= Voorbereidend middelbaar beroepsonderwijs =

Pre-vocational secondary education track in the Netherlands

Pre-vocational secondary education (Voorbereidend middelbaar beroepsonderwijs, /nl/, lit. 'preparatory middle-level vocational education', abbr. VMBO) is a school track in the Netherlands. It lasts four years, from the age of twelve to sixteen. It combines vocational training with theoretical education in languages, mathematics, history, arts, and sciences. Sixty percent of students nationally are enrolled in VMBO. VMBO has five different levels; in each a different mix of practical vocational training and theoretical education is combined:

- Theoretical programme (theoretische leerweg, VMBO-T) is the most theoretical of the four. It prepares for middle management and vocational training at the MBO level of secondary education and it is needed to enter Hoger algemeen voortgezet onderwijs (HAVO). It is also known as MAVO.
- Combined programme (gemengde leerweg) is in between the theoretical and middle-management-oriented paths.
- Middle-management vocational programme (kaderberoepsgerichte leerweg) teaches theoretical education and vocational training equally.

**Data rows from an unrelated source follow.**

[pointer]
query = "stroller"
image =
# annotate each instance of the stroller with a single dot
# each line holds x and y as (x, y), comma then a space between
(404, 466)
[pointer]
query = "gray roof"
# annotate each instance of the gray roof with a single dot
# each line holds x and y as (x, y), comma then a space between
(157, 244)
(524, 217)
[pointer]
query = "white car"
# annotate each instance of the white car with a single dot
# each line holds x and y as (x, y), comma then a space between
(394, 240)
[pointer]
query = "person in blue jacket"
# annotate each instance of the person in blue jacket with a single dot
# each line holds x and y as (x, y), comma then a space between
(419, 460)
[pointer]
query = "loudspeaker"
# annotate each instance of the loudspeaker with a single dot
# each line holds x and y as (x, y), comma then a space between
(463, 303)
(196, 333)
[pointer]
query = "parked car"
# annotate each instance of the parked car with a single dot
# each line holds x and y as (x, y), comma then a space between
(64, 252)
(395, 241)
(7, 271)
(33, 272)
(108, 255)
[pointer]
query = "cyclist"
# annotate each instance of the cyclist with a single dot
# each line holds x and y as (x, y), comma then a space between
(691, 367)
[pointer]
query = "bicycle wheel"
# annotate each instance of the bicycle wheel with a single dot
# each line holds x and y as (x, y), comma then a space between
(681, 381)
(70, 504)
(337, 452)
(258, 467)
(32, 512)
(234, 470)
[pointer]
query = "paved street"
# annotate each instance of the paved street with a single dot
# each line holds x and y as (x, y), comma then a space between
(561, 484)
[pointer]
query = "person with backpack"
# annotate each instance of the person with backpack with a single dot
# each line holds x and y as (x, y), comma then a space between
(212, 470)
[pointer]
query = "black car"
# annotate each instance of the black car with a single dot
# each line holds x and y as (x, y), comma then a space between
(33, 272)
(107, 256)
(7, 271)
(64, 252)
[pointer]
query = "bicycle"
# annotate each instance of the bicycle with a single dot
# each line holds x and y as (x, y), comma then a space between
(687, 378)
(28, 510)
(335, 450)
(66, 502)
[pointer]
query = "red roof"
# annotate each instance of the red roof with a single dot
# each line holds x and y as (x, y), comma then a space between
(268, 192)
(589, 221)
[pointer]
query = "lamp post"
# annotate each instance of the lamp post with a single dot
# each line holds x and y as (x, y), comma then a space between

It prepares for middle management and vocational training at the MBO level of secondary education.
- Basic vocational programme (basisberoepsgerichte leerweg) emphasizes vocational training and prepares for the vocational training at the MBO level of secondary education.
- Practical education (Praktijkonderwijs) consists of mainly vocational training. It is meant for pupils who would otherwise not obtain their VMBO diplomas. After obtaining this diploma pupils can enter the job market without further training.

For all of these levels there is "learning path supporting education" (Leerweg Ondersteunend Onderwijs), which is intended for pupils with educational or behavioural problems. These pupils are taught in small classes by specialised teachers.